Sunday, March 27, 2011

On raising a bookworm

The hubby and I both read obsessively so when baby kafkatokindergarten was born, we could barely wait until his eyes had started to focus before we bought cartloads of baby books and started to accost the poor dear with it. I’m happy to report that our plan of action seems successful. At the age of 2, our little bookworm ADORES books. He can be enticed to eat green mush and even submit to face wiping if we dangle a book before him. I never leave home without board books with me in the diaper bag and they have saved my sanity more than once. It makes me giddy with pride and joy to see the boy quoting from his books and lugging them everywhere. Now if we could just keep the TV switched off for another 18 years or so…
          I thought I’d share with you some of our favorite books:
1.       Red Fish Blue Fish by Dr Seuss
A rhyming rollicking book about creatures real and imagined. In here you’ll meet a Gox who likes to box, a Yink who drinks pink ink and a Wump with seven humps.
2.       I Can Read With My Eyes Shut  By Dr Seuss
What a brilliant way to convey the pleasures and benefits of reading to the little ones without lecturing them about it.
3.       Guess How Much I Love You By Sam Mcbratney
A fun and playful book about a Big and a Small Nutbrown Hare and a game they play with each other. So while Big Nutbrown Hare stretches out his big hands wide to show how much he loves the little one, Small Nutbrown Hare claims to love his dad as far as the moon.
4.       Ferdinand The Bull By Munro Leaf
An amusing and sweet tale about a bull that would rather smell flowers than fight a matador. Although I doubt any bull would actually prefer to be poked at in a ring, the book underlines the thought that it’s ok to have dreams that are different from anyone else’s. Besides Ferdinand’s mama cow is awful cute.
5.       The Runaway Peppercorn by Suchitra Ramadurai
This one is set in Kerala and recounts the many adventures of a sprightly little peppercorn who resists all attempts to grind him into chutney. A colorful supporting cast, who are all intent on catching the super-pepper and delightful illustrations make this book a thrilling ride for the young and the not so young alike.

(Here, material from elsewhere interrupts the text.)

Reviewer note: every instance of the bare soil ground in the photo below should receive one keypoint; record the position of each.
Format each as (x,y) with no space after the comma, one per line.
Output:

In looking for books for my son to read, I prefer books with more pictures than text and not too complex a story. Too many characters get confusing. Too many descriptions will bore a 2 year old. Dialogues are more fun to read out, especially if you use different voices for each of the characters.

This post is inspired by The Brooding Hen who has a HUGE list of children’s books listed here.
Any other must-have children’s books you would recommend?


  1. Thanks for saying that my illustrations are delightful!

  2. @Ashokscape the illustrations are unique and my son and I both love them. Keenly following your work and blogs. Thanks for stopping by.